As he arrived, Douglass encountered a woman who introduced herself as his sister, Eliza Mitchell. They two had not seen each other in 28 years. Older than Frederick by seven years, Eliza had traveled the 60 miles from Talbot County on the Eastern Shore to see her famous brother. She had managed to purchase her freedom in 1844 and raised nine children, one of whom she named Mary Douglass Mitchell, in honor of her long-departed sibling. The contrasts at the church that day were joyous and achingly poignant. Eliza, her husband, and all nine children had worked in menial jobs in a slave society in order to live, while Douglass had become a citizen of the world. To fathom the meaning of freedom for former slaves, we have to see into both of those experiences.
Douglass took the pulpit at Bethel surrounded by American flags, as a choir sang “Home Sweet Home.” Unavoidably, in a three-hour address, the former slave made himself central to the story. As in Rochester earlier, he harkened back to Noah and Genesis. This time, though, he declared himself the dove, and therefore the messenger of renewal. “The fact that I am where I am is really the subject,” he said.
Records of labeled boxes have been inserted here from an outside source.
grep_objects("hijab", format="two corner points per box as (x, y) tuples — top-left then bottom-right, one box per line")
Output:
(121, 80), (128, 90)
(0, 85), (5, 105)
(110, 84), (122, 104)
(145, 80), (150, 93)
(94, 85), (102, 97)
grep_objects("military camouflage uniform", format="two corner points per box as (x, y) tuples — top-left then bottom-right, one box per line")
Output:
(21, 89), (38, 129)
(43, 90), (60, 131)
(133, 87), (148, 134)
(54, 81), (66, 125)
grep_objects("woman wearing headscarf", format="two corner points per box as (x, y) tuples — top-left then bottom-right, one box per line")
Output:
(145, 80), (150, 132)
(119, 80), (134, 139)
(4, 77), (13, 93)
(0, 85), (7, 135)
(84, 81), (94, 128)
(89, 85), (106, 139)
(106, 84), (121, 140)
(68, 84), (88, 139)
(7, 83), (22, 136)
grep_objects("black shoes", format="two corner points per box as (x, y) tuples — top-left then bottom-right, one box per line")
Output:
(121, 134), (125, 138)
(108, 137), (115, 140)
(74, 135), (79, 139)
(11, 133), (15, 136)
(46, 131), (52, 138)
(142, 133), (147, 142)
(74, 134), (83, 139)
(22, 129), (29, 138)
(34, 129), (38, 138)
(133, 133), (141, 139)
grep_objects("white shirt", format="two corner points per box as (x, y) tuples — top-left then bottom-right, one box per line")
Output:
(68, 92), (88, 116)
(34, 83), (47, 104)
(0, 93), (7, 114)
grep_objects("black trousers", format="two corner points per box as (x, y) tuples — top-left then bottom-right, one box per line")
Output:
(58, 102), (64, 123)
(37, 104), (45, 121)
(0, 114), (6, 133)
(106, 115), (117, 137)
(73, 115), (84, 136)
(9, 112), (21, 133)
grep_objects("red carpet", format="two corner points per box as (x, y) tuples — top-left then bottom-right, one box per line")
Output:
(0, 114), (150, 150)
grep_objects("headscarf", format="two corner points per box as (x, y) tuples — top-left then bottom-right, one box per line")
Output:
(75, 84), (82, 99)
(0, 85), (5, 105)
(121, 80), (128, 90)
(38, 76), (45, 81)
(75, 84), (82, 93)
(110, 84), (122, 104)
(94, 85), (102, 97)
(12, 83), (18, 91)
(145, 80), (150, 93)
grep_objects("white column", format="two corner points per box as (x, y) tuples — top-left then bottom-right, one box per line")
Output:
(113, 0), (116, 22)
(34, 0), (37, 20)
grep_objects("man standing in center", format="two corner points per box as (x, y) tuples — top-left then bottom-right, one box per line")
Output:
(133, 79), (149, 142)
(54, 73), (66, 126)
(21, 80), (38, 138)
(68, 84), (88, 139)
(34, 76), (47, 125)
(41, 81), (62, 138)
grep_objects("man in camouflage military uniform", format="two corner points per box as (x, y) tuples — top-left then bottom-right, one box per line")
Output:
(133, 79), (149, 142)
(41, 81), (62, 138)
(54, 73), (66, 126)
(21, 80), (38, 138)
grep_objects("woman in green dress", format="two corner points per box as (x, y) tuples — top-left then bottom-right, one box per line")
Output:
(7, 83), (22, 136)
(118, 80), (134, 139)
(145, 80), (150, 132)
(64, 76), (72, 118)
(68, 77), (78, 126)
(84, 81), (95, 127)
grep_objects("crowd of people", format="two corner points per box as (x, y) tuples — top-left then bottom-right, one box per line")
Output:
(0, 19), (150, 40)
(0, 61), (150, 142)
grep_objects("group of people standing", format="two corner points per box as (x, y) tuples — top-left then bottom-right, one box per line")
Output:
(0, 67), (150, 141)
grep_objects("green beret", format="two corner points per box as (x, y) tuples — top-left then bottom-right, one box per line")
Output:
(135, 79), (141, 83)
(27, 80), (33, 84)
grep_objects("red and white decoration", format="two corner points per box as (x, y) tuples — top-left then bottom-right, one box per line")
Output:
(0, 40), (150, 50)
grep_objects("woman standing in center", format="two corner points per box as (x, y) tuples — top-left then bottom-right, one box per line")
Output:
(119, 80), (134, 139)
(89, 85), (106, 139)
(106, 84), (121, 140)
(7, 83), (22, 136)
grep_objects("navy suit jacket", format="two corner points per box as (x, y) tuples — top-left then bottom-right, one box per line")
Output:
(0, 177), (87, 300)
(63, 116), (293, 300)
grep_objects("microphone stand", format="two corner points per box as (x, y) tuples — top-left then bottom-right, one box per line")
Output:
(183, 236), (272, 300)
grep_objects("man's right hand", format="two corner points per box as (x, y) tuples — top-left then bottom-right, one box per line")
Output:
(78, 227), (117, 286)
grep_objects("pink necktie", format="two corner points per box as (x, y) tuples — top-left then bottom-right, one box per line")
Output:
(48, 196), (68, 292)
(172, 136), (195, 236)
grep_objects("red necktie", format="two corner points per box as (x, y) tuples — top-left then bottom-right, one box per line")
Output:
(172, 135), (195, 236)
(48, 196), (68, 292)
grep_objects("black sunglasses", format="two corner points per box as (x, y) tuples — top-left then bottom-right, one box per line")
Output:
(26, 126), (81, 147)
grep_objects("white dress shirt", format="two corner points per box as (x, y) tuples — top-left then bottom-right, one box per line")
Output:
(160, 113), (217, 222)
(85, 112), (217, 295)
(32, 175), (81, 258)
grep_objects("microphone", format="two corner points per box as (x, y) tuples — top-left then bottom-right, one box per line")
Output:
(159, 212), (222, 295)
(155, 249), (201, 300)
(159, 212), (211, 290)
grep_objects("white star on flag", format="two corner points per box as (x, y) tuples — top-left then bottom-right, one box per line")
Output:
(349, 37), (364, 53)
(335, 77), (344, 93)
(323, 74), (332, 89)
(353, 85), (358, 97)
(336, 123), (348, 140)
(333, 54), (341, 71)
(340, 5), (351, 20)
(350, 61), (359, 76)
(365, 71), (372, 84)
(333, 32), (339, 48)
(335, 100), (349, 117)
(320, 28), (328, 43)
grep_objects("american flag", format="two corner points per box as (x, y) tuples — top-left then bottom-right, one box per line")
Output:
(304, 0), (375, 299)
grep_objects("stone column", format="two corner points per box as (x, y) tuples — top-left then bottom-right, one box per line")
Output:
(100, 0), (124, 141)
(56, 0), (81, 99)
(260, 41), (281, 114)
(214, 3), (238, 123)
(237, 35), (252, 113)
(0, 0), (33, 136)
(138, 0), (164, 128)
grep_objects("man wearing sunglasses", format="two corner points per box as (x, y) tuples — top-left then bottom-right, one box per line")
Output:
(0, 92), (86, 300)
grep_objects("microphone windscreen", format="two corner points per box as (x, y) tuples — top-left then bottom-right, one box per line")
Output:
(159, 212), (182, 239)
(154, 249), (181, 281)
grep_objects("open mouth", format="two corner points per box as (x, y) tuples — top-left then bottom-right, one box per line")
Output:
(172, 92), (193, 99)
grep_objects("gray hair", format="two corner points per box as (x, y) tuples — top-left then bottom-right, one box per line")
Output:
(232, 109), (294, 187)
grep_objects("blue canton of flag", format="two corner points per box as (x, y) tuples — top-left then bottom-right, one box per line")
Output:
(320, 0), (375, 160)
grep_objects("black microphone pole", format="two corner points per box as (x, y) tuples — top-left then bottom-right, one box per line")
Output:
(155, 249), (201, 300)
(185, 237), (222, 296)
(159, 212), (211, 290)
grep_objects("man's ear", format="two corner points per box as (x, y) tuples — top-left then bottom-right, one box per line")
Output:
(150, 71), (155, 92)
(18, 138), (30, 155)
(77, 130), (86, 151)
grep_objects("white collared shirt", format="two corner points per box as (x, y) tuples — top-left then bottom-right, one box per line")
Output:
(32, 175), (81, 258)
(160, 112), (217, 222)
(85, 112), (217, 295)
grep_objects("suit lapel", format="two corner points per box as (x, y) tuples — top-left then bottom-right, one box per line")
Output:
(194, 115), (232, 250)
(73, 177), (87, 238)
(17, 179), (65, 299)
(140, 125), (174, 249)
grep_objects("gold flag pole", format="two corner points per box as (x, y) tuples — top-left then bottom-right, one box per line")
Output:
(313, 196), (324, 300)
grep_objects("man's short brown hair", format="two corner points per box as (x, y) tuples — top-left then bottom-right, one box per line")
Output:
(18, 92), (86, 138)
This time he was himself the “sign” on the dark clouds. “The return of the dove to the ark, with a leaf,” Douglass said, “was no surer sign that the flood had subsided from the mountains of the east, than my coming among you is a sign that the bitter waters of slavery have subsided from the majestic hills and fertile valleys of Maryland.”
With such audacity, Douglass inserted himself into the story of Genesis, and brought with him his people and his country. He rhapsodized about how in 1838 he had escaped from a “doomed city,” but now returned to “greet with an affectionate kiss the humblest pebble from the shores of your glorious Chesapeake.” Douglass called the occasion a “day of wonders” that he “hailed with the joy of an exiled son.” Freedom could change everything, at least for a while, in a tear-filled church of memory. Americans love a redemption story, and Douglass surely knew he embodied one.
As Douglass rounded out his oration that day in Baltimore, he delivered a brilliant political analysis of the challenge ahead. The right of “self-ownership,” he said, now demonstrated the absurdity of “property in man.” He challenged white people to look inside and change their souls and recognize that their future, too, depended upon “absolute civil and political equality” for all. Black folk in a reimagined American nation could now demand the “restoration of all rights,” and the greatest among them was the right to vote, the “solid rock” of a new country.
In the wake of the flood, Noah sought the solid rock upon which to build anew. God gave it to him and his sons and their families in the form of a covenant, promised with the sign of a rainbow on a dark but brightening sky. In our current quest to reopen and renew, it is good to know how difficult, yet how utterly necessary, this great task was in the oldest rebirth story we know. Having a sense of history, James Baldwin once wrote, means an awareness that whatever happens to us, however terrible, we can know we are “not alone.” It has happened before. All of Noah’s seed and all the creatures of Earth are in this boat together.